I stepped back, my gaze darting to the dozens of boxes that crowded the shelves, focusing on the miniature dolls and registering why they were strewn about in such odd poses. A man in a business suit with a pocket square in his jacket lay faceup on an oval braided rug, a puddle of red surrounding his head right behind a deep gash on his forehead. Red splotches on the wood floor in the shape of footprints led out the door.

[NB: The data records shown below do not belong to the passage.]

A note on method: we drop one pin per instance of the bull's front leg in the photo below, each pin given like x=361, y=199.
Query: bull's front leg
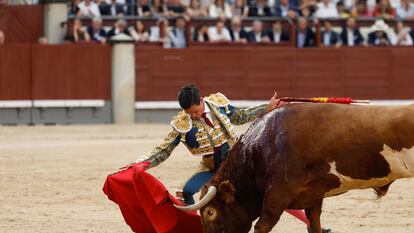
x=273, y=206
x=314, y=216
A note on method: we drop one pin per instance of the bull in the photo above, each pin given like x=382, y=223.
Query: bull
x=297, y=155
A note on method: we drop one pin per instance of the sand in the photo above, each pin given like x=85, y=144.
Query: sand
x=51, y=180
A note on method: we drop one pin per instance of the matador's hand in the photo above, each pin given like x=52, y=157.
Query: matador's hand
x=272, y=102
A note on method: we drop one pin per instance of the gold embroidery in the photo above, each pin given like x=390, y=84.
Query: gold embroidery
x=182, y=122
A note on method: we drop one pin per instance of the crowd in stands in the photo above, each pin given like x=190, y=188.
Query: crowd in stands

Another was of a woman apparently asleep in her bed, the floral quilt neatly tucked under her chin, an empty vial of pills with a tiny label on the side on the nightstand. Rose-printed wallpaper above a woman bent halfway into a kitchen sink was peppered with red spray opposite a window with a clean round hole surrounded by a cracked web of glass.
“What is this?” Gibbes asked, his voice quiet, as if he didn’t want to disturb the dead.
I shook my head. None of the scenarios I’d gone over in my head of what I might find in the attic had come close to this. Nothing in my worst nightmares had come close to this. “I’ve never seen anything like this in my life. It’s . . . macabre.” I wanted to say sick and twisted, but I had to remind myself that Edith was Gibbes’s grandmother.
“I think I’ve seen enough,” I said, slowly backing up toward the door, unable to look away from the scenes of carnage in front of me.
“Wait. There’s something else.”
I took one more step toward the door, not completely sure I could handle seeing anything else.
On the floor to the far left, in the corner between the wall and the side of the shelves, was an oblong object about the size of a table lamp. I couldn’t tell what it was from where I stood, but I could at least be certain it wasn’t another dollhouse box.
Gibbes stooped down and picked it up, then carried it over to the table, brushing back the line of baskets with his forearm to make room.
“It’s a model airplane, but it’s missing its wings,” I said, hearing the surprise in my own voice.
“Yes, it is,” he said slowly. Very carefully, he tilted the wingless plane on its side, displaying navy-colored stripes with no insignia on the tail and a gaping hole on the right side of the fuselage. “And look,” he said, pointing to the mosaiclike side where pieces alternated between transparent plastic and something that was a hard, pasty white. “There are people inside, and luggage still below.”
He considered something for a moment. Pulling out his phone, he flipped on the flashlight and returned to the corner where he’d found the plane. Squatting down to see into the dark space, he then pulled out an old brown paper bag.